Comment by Ygg2
14 hours ago
> Huh? I was giving an example of how we make undecidable properties trivial in languages. It can be any property.
Yes, but insisting you have to be 100% machine verified, while the program is correct, it is impractical. While it might be Turing complete, it can't express equivalent behavior to a C program.
This is one of those quotes like "Don't let perfect be the enemy of good".
Look at your definition of memory safety, by it nothing other than ATS or some Lisp derivative running on a Lisp machine is actually memory safe.
Sure, it's theoretically sound, but it's not pragmatical.
> We have empirical evidence that real seatbelts increase safety; things are nowhere near as clear for language soundness.
We have empirical evidence that Rust has measurable impact on bugs, especially memory safety ones.
> While it might be Turing complete, it can't express equivalent behavior to a C program.
Neither can safe Rust!
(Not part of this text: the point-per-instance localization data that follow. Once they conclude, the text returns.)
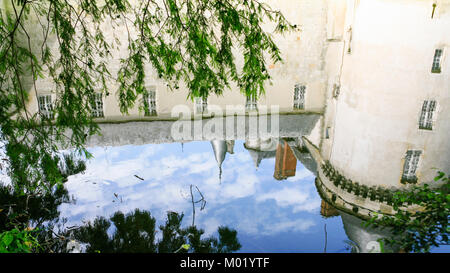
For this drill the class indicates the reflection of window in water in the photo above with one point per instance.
(150, 101)
(426, 116)
(45, 105)
(97, 106)
(201, 105)
(251, 103)
(436, 68)
(411, 162)
(299, 96)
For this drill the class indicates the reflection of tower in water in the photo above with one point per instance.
(220, 148)
(285, 162)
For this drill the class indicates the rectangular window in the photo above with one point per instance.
(201, 105)
(299, 96)
(150, 102)
(251, 104)
(410, 167)
(45, 106)
(436, 68)
(426, 116)
(97, 106)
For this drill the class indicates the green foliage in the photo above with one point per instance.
(18, 241)
(62, 41)
(424, 229)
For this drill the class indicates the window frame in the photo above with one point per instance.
(45, 108)
(410, 166)
(98, 103)
(427, 114)
(299, 96)
(149, 99)
(436, 66)
(251, 103)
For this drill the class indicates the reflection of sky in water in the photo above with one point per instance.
(269, 215)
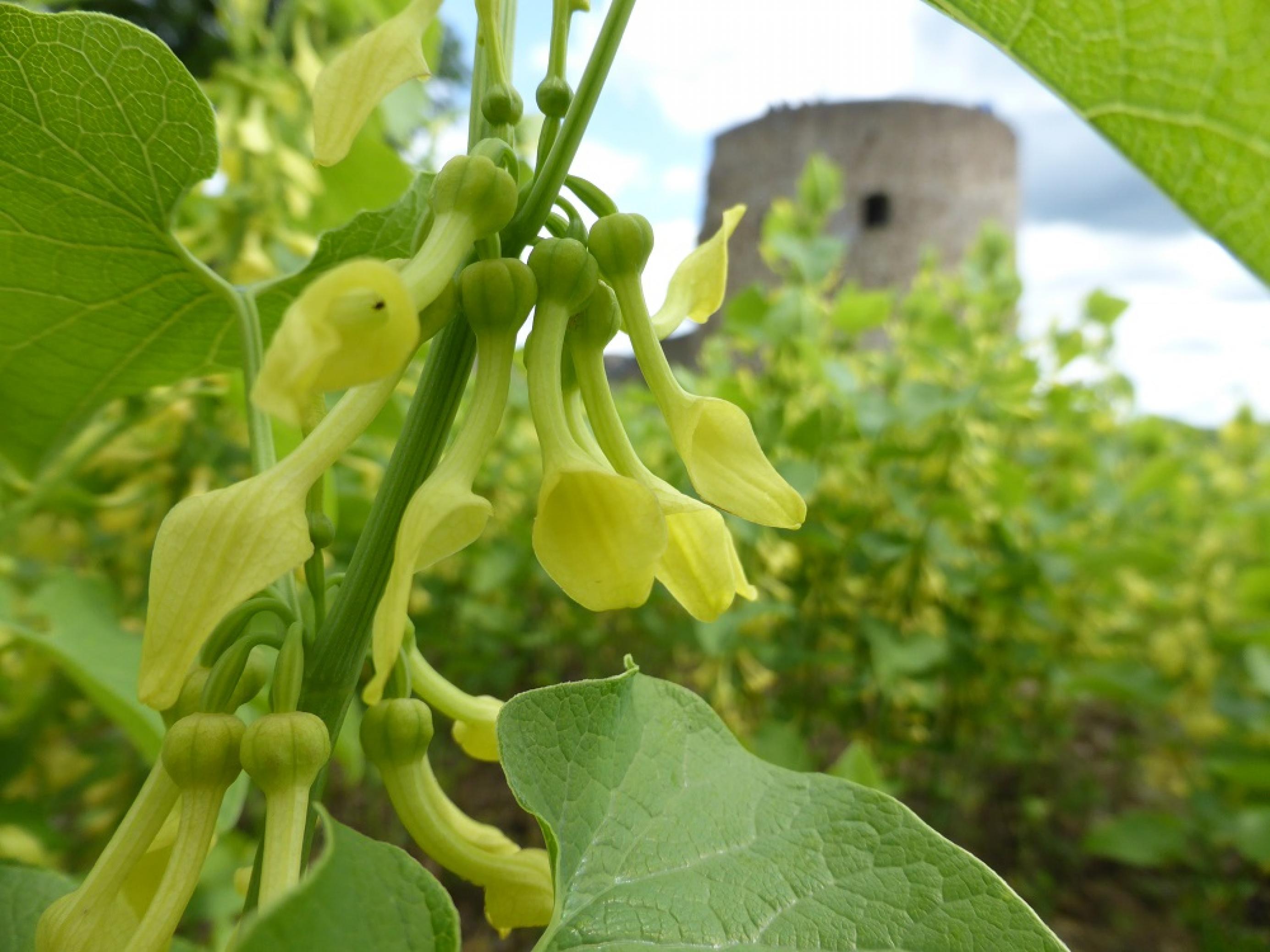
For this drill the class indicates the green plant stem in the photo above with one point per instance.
(259, 432)
(550, 178)
(335, 661)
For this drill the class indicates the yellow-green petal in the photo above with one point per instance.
(700, 565)
(700, 284)
(478, 737)
(525, 898)
(356, 82)
(440, 521)
(352, 325)
(599, 536)
(219, 549)
(728, 466)
(213, 553)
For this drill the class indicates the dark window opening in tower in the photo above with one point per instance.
(877, 210)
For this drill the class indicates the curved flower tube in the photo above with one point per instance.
(700, 284)
(352, 84)
(284, 753)
(218, 550)
(518, 886)
(599, 534)
(74, 922)
(445, 516)
(700, 565)
(474, 717)
(713, 437)
(201, 755)
(352, 325)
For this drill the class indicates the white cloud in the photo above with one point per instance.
(682, 180)
(613, 169)
(715, 63)
(1194, 340)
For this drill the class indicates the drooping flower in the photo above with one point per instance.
(352, 325)
(518, 889)
(700, 284)
(219, 549)
(597, 534)
(444, 514)
(352, 84)
(700, 565)
(713, 437)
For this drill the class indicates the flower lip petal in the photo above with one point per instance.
(440, 521)
(355, 83)
(352, 325)
(700, 565)
(728, 466)
(213, 553)
(700, 284)
(599, 536)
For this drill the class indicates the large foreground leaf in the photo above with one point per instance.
(1182, 87)
(103, 134)
(670, 836)
(25, 894)
(361, 895)
(83, 635)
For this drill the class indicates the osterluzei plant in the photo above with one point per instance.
(488, 252)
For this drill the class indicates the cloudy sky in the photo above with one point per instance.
(1197, 339)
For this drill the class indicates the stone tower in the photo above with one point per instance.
(918, 177)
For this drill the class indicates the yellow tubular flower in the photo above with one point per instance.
(216, 550)
(518, 885)
(356, 82)
(599, 535)
(713, 437)
(700, 284)
(445, 516)
(700, 565)
(352, 325)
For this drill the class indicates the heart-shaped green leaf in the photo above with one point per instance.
(1179, 87)
(104, 131)
(86, 640)
(360, 895)
(667, 834)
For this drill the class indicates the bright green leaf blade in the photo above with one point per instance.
(104, 131)
(1182, 88)
(670, 836)
(361, 895)
(86, 640)
(25, 895)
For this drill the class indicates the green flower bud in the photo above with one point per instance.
(396, 732)
(285, 750)
(191, 696)
(567, 274)
(202, 750)
(599, 322)
(498, 295)
(477, 190)
(502, 106)
(621, 244)
(554, 97)
(284, 753)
But this is easier to see in my example because parity is a very functional, as opposed to technical property.
> This is one of those quotes like "Don't let perfect be the enemy of good".
I am not calling for perfect. Quite the opposite. I am saying that software correctness is extremely complicated, and even the biggest researchers in the field have been surprised by outcomes that were counterintuitive to them. Yet you seem to have decided that Rust gives the best results of everything that's available, while I have my doubts, especially because I see how people are turning away from Rust and how much it struggles to capture a significant portion of the low-level programming market even at its quite advanced age. I don't think there's a single language in the top ten that's had such low adoption at Rust's current age, and that's not the kind of thing you see with a technology whose excited but few fans claim to hit an excellent pragmatic sweet spot.
> We have empirical evidence that Rust has measurable impact on bugs, especially memory safety ones.
Compared to C, yes. That's exactly what you expect if more sound guarantees help and then hurt -- a language with some sound guarantees to be better than a language with virtually none. But that is not to say that other languages with either more or less sound guarantees aren't an even better sweet spot.